Old trucks should be banned from Sydney and Melbourne as part of a comprehensive plan to reduce Australians’ exposure to deadly air pollution, according to a new Grattan Institute report.
The Grattan truck plan: practical policies for cleaner freight shows that exhaust-pipe pollutants from trucks kill more than 400 Australians every year and cause or contribute to diseases including lung cancer, stroke, heart disease, pneumonia, asthma, and type-2 diabetes.
‘The work that trucks do is crucial for our economy and way of life, but we must do more to limit the harm they cause to our health and environment,’ says report lead author and Grattan Institute Transport and Cities Program Director Marion Terrill.
The report shows that old trucks are much more polluting than new trucks. Fourteen per cent of the Australian fleet is pre-1996, and these trucks emit 60 times the particulate matter of a new truck, and eight times the poisonous nitrogen oxides.
To keep the most-polluting trucks away from most people, the report calls for pre-2003 diesel trucks to be banned in Sydney and Melbourne from 2025.
Hundreds of cities around the world have imposed similar bans on dirty trucks, including London, Tokyo, Beijing, Barcelona, and Madrid.
But even the new trucks coming into Australia aren’t as clean as they should be. Our pollution standard for trucks is a decade behind major global markets. Australia should catch up to the international pollution standard from 2024.
And the federal government should rescind pointless regulations – such as the requirement that trucks in Australia be 2 per cent narrower than the global standard – which limit the range of less-polluting trucks available to buy here.
Trucks also contribute 4 per cent of Australia’s carbon emissions.
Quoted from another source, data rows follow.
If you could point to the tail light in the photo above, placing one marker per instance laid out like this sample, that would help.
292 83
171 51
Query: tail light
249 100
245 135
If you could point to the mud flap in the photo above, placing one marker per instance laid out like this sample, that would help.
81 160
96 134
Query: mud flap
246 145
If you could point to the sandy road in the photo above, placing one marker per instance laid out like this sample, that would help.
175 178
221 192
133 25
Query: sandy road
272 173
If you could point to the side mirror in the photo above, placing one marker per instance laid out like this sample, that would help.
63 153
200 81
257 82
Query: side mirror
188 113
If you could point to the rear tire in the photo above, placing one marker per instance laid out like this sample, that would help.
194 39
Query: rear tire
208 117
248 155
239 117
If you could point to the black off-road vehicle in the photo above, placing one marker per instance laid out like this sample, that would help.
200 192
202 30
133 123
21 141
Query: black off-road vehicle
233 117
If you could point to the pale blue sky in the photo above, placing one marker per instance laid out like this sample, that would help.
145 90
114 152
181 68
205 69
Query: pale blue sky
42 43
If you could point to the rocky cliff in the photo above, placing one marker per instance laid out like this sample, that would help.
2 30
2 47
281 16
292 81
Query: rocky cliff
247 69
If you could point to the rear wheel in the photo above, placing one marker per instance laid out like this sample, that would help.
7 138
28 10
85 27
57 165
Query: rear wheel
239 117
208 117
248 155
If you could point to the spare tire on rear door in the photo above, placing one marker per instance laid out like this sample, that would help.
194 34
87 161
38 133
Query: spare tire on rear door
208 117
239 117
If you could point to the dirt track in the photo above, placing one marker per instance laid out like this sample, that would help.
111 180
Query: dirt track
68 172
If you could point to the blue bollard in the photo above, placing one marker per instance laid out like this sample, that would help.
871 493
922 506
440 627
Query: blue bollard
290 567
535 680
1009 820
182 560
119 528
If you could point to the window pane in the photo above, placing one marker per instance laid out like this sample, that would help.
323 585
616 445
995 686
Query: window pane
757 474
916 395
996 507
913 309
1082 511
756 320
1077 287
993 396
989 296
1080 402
To help Australia meet its target of net-zero emissions by 2050, the federal government should impose binding sales targets for zero-emissions trucks, starting at 2 per cent in 2024 and gradually increasing to cover most new sales by 2040.
In the meantime, the government should ensure new diesel trucks emit less carbon, by imposing standards on engines and tyres, and ratcheting up those standards each year.
‘Trucks make our lives better in so many ways: they deliver parcels to our door, groceries to the supermarket, tools to the hardware store, building equipment to our construction sites, and medical supplies to our hospitals,’ Ms Terrill says.
‘But this report shows why and how Australia should do more to limit the damage they leave behind.’